Es war zwar zu erwarten, aber wir haben es uns doch nicht vorgestellt, dass die Presse das Forum für direkte Demokratie so krass ignorieren würde, obwohl wir mit der Web-Adresse des Europa-Magazines im Abstimmungsbüchlein erwähnt worden sind. Es passt nun mal nicht ins links-rechts-Schema der breiten Öffentlichkeit, dass es Leute gibt, die EU-kritisch denken, aber mit Rechts-Nationalismus nichts am Hut haben. Die NZZ nannte die Gegner der Bilateralen "einen bunt zusammengewürfelten Haufen", spekuliert über die Hintermänner der rechtsaussen-Grüpplein, bemühte sich aber nicht, sich im Internet über das Europa-Magazin zu informieren, um über die argumentativ wohl gewichtigste Gegnerschaft der Bilateralen Auskunft geben zu können.

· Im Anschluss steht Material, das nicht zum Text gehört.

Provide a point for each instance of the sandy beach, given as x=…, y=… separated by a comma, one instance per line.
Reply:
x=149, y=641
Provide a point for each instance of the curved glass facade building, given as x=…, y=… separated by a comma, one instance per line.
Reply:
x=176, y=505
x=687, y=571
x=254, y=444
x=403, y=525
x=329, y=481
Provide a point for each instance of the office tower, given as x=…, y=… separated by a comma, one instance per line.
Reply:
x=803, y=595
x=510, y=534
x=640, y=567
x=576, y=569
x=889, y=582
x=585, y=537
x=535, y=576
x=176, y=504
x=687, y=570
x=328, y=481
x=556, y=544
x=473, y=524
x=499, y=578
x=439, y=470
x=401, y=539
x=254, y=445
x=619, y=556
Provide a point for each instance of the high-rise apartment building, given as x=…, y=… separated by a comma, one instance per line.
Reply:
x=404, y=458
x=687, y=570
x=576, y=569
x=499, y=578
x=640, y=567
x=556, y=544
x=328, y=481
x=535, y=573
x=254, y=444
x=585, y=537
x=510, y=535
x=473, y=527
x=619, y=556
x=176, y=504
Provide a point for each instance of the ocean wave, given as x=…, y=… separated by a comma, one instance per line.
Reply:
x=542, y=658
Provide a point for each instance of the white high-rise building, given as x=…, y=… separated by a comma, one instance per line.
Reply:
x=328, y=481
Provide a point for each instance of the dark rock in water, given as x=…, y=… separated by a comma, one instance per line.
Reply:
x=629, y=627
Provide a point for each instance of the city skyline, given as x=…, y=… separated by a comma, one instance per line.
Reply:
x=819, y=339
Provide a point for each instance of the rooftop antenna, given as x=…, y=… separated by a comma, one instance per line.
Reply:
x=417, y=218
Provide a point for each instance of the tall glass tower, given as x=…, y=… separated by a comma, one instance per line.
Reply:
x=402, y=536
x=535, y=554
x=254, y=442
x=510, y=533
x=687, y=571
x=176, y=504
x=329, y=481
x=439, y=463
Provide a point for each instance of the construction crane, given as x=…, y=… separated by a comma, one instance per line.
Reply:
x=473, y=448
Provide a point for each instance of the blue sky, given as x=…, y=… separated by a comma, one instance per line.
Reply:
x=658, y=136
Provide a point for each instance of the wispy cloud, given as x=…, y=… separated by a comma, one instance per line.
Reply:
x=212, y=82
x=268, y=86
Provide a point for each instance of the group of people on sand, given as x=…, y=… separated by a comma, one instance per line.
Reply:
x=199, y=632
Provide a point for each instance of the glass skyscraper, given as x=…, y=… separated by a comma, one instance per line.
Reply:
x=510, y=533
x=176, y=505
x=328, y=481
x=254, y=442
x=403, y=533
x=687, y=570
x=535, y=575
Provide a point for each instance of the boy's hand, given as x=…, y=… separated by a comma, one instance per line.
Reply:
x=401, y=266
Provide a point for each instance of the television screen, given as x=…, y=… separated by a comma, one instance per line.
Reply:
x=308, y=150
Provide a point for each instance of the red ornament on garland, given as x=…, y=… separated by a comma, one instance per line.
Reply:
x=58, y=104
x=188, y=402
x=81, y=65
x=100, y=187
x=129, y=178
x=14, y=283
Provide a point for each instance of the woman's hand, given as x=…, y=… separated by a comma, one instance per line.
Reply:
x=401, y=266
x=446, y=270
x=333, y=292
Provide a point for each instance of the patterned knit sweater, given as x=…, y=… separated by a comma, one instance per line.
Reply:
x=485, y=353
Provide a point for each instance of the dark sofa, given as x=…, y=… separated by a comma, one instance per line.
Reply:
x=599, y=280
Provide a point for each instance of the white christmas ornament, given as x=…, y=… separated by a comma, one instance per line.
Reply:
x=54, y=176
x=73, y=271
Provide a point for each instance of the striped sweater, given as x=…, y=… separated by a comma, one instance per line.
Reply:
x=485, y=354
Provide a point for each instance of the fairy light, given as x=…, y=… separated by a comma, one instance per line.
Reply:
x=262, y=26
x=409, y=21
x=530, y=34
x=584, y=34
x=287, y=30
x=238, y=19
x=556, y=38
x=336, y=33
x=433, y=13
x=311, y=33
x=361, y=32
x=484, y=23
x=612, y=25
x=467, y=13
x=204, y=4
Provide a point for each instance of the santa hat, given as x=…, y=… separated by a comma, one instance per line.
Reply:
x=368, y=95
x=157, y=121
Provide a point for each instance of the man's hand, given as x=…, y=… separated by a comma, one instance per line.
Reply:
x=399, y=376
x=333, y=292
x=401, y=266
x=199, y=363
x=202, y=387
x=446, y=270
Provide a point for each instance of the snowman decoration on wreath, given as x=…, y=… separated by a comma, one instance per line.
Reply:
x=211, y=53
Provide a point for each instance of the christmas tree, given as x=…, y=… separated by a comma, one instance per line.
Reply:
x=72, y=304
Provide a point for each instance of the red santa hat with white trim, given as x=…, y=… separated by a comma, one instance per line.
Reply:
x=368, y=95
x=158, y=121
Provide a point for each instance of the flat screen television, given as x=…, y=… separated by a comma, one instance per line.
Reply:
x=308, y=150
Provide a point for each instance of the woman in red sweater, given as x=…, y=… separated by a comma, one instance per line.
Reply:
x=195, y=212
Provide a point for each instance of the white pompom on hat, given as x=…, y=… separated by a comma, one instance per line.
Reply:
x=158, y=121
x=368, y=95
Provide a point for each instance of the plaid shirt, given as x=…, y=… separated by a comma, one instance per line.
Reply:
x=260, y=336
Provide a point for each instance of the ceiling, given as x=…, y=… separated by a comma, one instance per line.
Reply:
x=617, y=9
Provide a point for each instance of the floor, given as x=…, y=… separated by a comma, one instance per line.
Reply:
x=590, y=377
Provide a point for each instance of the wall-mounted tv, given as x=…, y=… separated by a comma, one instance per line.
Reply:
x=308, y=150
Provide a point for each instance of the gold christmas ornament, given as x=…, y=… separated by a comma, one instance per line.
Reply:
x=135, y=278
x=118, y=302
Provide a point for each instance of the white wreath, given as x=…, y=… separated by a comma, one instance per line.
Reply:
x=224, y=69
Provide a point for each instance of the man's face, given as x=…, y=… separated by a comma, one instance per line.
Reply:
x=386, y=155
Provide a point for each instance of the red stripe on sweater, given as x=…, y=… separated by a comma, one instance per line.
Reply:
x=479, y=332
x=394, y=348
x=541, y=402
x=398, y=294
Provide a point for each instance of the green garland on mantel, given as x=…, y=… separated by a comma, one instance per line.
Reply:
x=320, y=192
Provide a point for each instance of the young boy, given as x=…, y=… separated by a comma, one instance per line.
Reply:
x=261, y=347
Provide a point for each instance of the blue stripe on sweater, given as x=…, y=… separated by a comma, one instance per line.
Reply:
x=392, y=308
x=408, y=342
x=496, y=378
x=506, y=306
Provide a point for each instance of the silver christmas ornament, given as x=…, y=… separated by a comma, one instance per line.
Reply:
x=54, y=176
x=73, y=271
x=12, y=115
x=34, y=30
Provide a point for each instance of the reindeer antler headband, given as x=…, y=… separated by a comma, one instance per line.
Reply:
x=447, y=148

Ausblick: Als nächstes will die EU von der Schweiz eine Lockerung des Bankgeheimnisses, denn Luxemburg wird dazu nur Hand bieten, wenn die Schweiz auch gezwungen wird, bei der internationalen Steuerfahndung mitzumachen. Das wird in der Schweiz noch zu reden geben und wahrscheinlich relativ bald zu einem neuen referendumspflichtigen bilateralen Vertrag führen.
Die Schweizer Steuerhinterzieher werden nicht zu faul sein, um an die Urne zu gehen. Wenn sich die Schweiz dafür nicht wenigstens eine griffige europäische LSVA einhandelt, und damit einige Hundert Millionen an Transit-Subventionen einspart, wer soll dann das Anliegen der EU an den Schweizer Urnen unterstützen?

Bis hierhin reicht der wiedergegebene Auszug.